Hal menarik yang biasanya sering muncul jelang pergantian tahun adalah munculnya konten-konten yang membahas "ramalan" shio tertentu. Maklum, biarpun masih bersifat spekulatif, namun "ramalan" tersebut memang bisa bikin penasaran. Alhasil, "ramalan" tersebut cukup banyak dibaca atau disimak oleh netizen yang memang tertarik olehnya.
Saya pribadi sudah membaca atau menyimak konten-konten demikian sebelumnya di youtube dan sebagainya. Bukan karena mempercayainya. Tapi, hanya merasa iseng saja. Saya cuma merasa penasaran dengan "ramalan" Shio, khususnya yang berhubungan dengan diri saya dan orang-orang terdekat. Wajar, siapa "sih" yang tidak peduli pada hal-hal yang berkaitan dengan dirinya sendiri dan orang-orang terkasih?

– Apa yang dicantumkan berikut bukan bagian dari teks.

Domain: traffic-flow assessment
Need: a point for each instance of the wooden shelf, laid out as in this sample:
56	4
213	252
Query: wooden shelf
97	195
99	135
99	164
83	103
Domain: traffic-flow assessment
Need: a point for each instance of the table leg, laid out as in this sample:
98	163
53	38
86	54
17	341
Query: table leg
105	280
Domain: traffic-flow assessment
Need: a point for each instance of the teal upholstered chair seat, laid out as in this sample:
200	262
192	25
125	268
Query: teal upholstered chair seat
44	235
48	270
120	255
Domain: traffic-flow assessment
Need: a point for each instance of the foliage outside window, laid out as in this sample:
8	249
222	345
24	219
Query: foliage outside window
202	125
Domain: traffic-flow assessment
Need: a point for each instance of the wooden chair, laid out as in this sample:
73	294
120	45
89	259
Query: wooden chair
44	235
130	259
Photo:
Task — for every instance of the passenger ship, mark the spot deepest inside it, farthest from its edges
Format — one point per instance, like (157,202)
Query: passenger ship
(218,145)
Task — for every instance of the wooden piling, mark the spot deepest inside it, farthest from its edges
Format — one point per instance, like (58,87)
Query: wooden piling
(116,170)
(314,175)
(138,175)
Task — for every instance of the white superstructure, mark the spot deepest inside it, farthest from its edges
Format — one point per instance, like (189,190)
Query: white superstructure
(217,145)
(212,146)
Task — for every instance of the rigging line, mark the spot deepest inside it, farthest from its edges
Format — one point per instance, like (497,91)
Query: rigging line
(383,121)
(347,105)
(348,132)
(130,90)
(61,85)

Saya memandang "ramalan" Shio seperti prakiraan cuaca. Isinya bisa tepat, bisa juga tidak. Jadi, jika dalam "ramalan" Shio tertentu terdapat hal-hal yang jelek, maka kita seyogyanya tak perlu merasa khawatir, sedih, atau bahkan depresi. Belum tentu hal itu akan terjadi pada kita, sebab bukankah tak ada yang bisa meramalkan masa depan secara akurat? Alhasil, anggap saja "ramalan" jelek itu sebagai alarm yang bisa bikin kita mawas diri dan berhati-hati dalam mengambil keputusan.

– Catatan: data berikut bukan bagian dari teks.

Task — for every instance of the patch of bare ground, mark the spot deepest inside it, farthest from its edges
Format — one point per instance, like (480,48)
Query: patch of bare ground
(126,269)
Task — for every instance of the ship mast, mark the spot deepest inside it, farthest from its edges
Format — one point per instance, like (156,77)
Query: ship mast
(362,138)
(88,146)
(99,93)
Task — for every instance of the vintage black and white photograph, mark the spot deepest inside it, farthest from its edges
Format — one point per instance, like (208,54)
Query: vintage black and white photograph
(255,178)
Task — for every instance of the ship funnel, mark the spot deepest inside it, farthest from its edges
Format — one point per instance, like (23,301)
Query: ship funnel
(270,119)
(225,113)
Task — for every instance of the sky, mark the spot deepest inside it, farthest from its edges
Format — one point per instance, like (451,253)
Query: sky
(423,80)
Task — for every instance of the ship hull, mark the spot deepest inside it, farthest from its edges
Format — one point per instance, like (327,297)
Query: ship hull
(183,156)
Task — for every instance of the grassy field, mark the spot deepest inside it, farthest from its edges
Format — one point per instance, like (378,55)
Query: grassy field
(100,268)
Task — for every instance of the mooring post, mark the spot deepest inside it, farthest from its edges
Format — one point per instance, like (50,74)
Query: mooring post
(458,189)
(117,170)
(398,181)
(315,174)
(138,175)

Terkait "ramalan" jelek, saya jadi teringat pada cerita Pak Lo Kheng Hong di sebuah acara Investor Summit yang diadakan oleh Bursa Efek Indonesia sekitar tahun 2019 silam. Pak Lo Kheng Hong atau yang biasa disapa Pak Lo bercerita tentang kondisi bursa saham tanah air yang terus-menerus dihantui kekhawatiran "crash" sepanjang tahun 2018. Alhasil, kondisi pasar saham pada tahun itu memang dipenuhi oleh banyak tanda tanya.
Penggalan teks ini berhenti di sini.